Tha Associated Press and the New York Times were able to make a deal for the AP to buy both the current business and the archives. For reasons that are unclear, the AP decided to keep that business name as a new division of their company. The new division also took over the business division then known as AP Features, the moniker they used for their photo and feature business, including comics. The name of the service was changed slightly, to Wide World Features. Therefore, on March 2, AP Features abruptly disappeared and was replaced by Wide World Features.
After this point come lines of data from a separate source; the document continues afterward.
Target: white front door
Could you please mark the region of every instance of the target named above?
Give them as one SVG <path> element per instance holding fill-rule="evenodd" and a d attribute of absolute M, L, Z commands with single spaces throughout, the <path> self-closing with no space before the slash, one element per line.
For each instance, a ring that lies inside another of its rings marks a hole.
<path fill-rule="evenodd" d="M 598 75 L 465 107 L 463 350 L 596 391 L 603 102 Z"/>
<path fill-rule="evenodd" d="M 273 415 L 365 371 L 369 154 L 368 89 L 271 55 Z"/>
That was all well and good, except that in April the U.S. Attorney General sent the Associated Press a letter, saying that they were engaging in monopolistic practices, and that they might want to quit it before the government got really peeved. The reason for the letter had little or nothing to do with Wide World Photos/Features; it had to do with the AP's exclusionary practices in which client newspapers could not share their news stories -- even locally written ones -- with any other newspaper. Marshall Field of the Chicago Sun was the main complainant who got the government to move on the case.

Apparently the AP responded to the letter by basically saying that they weren't a monopoly, that there are other news cooperatives around, and that the government had no case. You don't scare us a bit.

If this was meant to make the government fold up their tent and go home, it didn't work very well. In August the government brought suit against the AP in New York district court, with a substantial list of grievances. One of the minor items they complained about was Wide World Features -- they brought it up as additional evidence of the AP's monopolistic tendencies.

Of course the inner workings at the AP are impossible to tell at this late date, but for some reason they seemed to feel that it might be best to minimize the importance of Wide World Features while this court case was going on. Thus, on December 21 the comics and many other features went back to AP Features, while Wide World Features seems to have been left as a division with very little to do. It is still referred to on the occasional column or photo later on, but they are few and far between.

To finish off the story about the government case, the New York State circuit court tendered an opinion in October 1943. Judge Learned Hand wrote an opinion that basically boiled down to the idea that news-gathering is not quite in the realm of a public utility, and that therefore the AP was within its rights to conduct business as they had been.

The case was then bumped up to the Supreme Court, which in 1945 pretty much concurred with Judge Hand.

Comments:
Companies like AP that have market domination issues often like to provide product under separate branding. That may have been the attraction of Wide World - what was essentially the AP photograph service could be sold to newspapers that were not already AP members.